Соотечественники. Наших (скажем, часто «прозрачных») задерживают в Вене с настораживающей регулярностью. Может быть, потому, что они разливают в общественных местах. И странно, что вискарь с колой в середине дня в Stadtpark — это для австрияков подозрительно. Сами же хлещут вино в рыночные дни на площади перед ратушей. А может, потому подозрительно, что у нас в России больше баб, чем мужиков, и при каждом российском путешественнике соответственно не одна подруга. И патрульных завидки берут, тем более что бабы-то у нас красивые, одеваться умеют, не то что эти западные кошёлки.

Общественный транспорт. По сравнению с венскими московские трамваи истеричны, лихи (особенно на участке шоссе Энтузиастов) и склочны. Так же, как люди-москвичи, они не живут, а доживают свой век в ужасе и панике от внезапно закончившегося Die Gemutliche Alte Zeit — прекрасного прошлого, загоняемые прорезающими столицу автострадами в резервации, ежедневно штурмуемые воинствующими безлошадниками. Какое, извините, длинное предложение с точки зрения синтаксиса. Только у трамваев, заметьте, в отличие от маршруток и автобусов, есть человеческие имена (вспомним хотя бы «Аннушку»), только заблудившийся трамвай может унести, как в известном стихотворении, далеко в Африку.
Гонг венского Трэм Ди забыть невозможно, как и голос диктора, называющего остановку словом, первая половина которого, как правило, непонятна, а вторая почти всегда — «…штрассе». Или «…гассе». (Между прочим, объясню разницу между strasse и gasse: первое слово — «улица» — соотносится с итальянским strada, португальским estrada, греческим strata, английским street; второе — «улочка», «проулок» — с малороссийским «гать», шведским gata, норвежскими gate и gatt и английским gate.)

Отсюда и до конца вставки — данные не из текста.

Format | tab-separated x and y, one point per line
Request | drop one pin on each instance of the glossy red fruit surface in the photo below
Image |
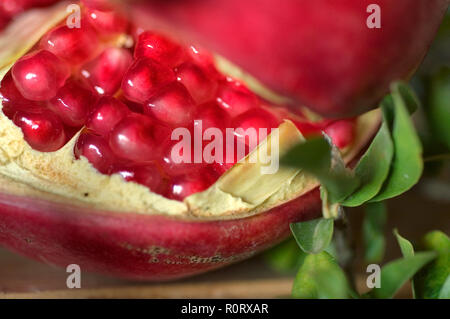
200	84
135	138
172	105
74	45
39	75
325	54
138	246
72	103
96	149
184	185
104	74
106	114
235	98
159	48
42	130
144	78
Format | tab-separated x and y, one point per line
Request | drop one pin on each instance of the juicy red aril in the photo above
11	99
212	116
106	114
172	105
72	104
201	86
236	99
39	75
9	93
185	185
159	48
104	73
130	105
179	160
150	175
202	58
144	78
74	45
12	7
135	139
96	149
107	22
42	130
341	132
255	119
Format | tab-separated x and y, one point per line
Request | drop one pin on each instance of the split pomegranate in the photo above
129	96
10	8
131	100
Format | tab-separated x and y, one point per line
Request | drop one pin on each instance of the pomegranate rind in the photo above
59	210
139	246
58	173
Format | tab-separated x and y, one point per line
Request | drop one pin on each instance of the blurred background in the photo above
423	209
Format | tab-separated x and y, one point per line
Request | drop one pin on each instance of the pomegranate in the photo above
10	8
130	152
336	57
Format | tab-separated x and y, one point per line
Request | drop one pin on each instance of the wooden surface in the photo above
413	214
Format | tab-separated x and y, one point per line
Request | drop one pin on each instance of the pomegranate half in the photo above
87	174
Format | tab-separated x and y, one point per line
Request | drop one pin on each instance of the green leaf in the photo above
313	236
405	245
445	291
396	273
412	102
373	168
439	106
407	250
317	157
285	257
432	279
407	164
320	277
373	232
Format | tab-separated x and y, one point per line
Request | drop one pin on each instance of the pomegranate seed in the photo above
39	75
75	45
172	105
72	104
186	185
341	132
202	58
96	150
107	22
144	78
42	130
257	119
136	138
201	87
212	116
11	99
150	175
221	168
9	93
236	99
12	7
107	113
105	72
160	49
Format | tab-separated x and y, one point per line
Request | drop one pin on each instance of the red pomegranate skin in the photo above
319	52
139	246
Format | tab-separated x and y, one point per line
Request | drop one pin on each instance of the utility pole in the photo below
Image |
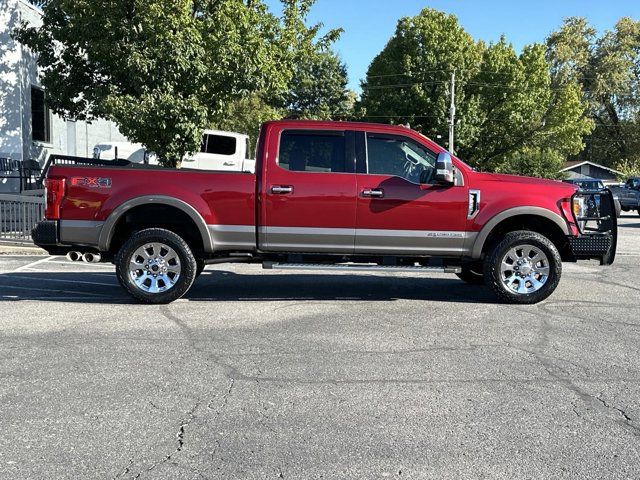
452	113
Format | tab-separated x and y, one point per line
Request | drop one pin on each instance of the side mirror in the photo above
444	169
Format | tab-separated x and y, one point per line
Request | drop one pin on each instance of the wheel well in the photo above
156	216
534	223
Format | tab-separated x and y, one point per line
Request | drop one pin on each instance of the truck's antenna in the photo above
452	113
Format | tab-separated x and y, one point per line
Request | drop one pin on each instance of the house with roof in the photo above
589	170
28	129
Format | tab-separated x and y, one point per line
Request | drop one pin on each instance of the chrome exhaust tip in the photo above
91	257
74	256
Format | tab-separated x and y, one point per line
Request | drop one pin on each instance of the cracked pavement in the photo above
262	374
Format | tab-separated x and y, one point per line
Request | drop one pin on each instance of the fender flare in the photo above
481	238
108	229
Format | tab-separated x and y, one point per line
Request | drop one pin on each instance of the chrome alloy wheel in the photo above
155	267
524	269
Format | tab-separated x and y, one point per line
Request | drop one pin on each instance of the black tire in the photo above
188	265
472	273
493	262
200	266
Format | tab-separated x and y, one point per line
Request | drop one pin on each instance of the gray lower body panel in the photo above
311	240
302	239
413	242
80	232
233	237
366	241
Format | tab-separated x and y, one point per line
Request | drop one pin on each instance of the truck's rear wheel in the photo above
523	268
156	266
472	273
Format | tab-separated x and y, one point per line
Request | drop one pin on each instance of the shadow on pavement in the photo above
224	286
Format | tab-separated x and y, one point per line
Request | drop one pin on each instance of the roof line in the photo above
590	163
33	7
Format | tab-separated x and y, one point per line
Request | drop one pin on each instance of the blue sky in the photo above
368	24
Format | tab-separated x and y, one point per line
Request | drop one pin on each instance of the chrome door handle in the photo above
282	190
373	192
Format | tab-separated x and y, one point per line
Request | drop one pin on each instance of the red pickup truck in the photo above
327	195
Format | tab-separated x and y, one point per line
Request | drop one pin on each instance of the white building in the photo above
28	130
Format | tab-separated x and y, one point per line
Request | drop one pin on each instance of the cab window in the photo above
312	151
401	157
218	145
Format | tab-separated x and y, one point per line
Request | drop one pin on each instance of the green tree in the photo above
506	105
408	82
164	70
608	69
247	114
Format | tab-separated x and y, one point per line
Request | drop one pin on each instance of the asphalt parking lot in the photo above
264	374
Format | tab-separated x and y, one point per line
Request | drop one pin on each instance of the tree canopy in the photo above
608	71
507	107
164	71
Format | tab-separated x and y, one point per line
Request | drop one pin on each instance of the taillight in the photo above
55	193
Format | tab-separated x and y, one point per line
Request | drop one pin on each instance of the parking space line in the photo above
14	287
97	274
33	264
59	280
84	264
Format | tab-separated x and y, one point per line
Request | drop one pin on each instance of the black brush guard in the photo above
598	237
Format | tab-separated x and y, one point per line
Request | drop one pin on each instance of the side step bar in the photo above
357	267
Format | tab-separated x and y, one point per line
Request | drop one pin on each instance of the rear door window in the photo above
218	145
312	151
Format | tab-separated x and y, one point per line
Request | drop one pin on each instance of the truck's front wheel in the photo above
156	266
525	267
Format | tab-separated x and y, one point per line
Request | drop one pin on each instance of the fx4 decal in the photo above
91	182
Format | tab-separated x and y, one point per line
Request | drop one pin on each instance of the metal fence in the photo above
18	176
18	215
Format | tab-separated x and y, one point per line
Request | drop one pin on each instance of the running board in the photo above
357	267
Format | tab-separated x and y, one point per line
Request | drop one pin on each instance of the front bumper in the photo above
599	229
590	246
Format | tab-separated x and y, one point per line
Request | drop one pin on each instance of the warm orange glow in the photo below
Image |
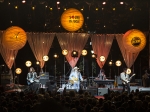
134	41
14	38
72	19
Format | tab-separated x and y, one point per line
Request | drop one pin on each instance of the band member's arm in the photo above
123	77
71	75
28	77
80	77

Об интервалах его движения сообщают электронные табло на остановках. «Нихт штемпель!» — подскажет вам местный пассажир, если вы, увидев в салоне считывающее устройство, поддавшись ностальгическому настроению, попытаетесь прокомпостировать проездной билет. Двери трамваев открываются по нажатию кнопки, как в лифте, причём и снаружи, и на выходе.

Ночью по улицам Вены пускают ночной клуб на колёсах. Граффити и бутлегерство приветствуются. Секс — только на остановках.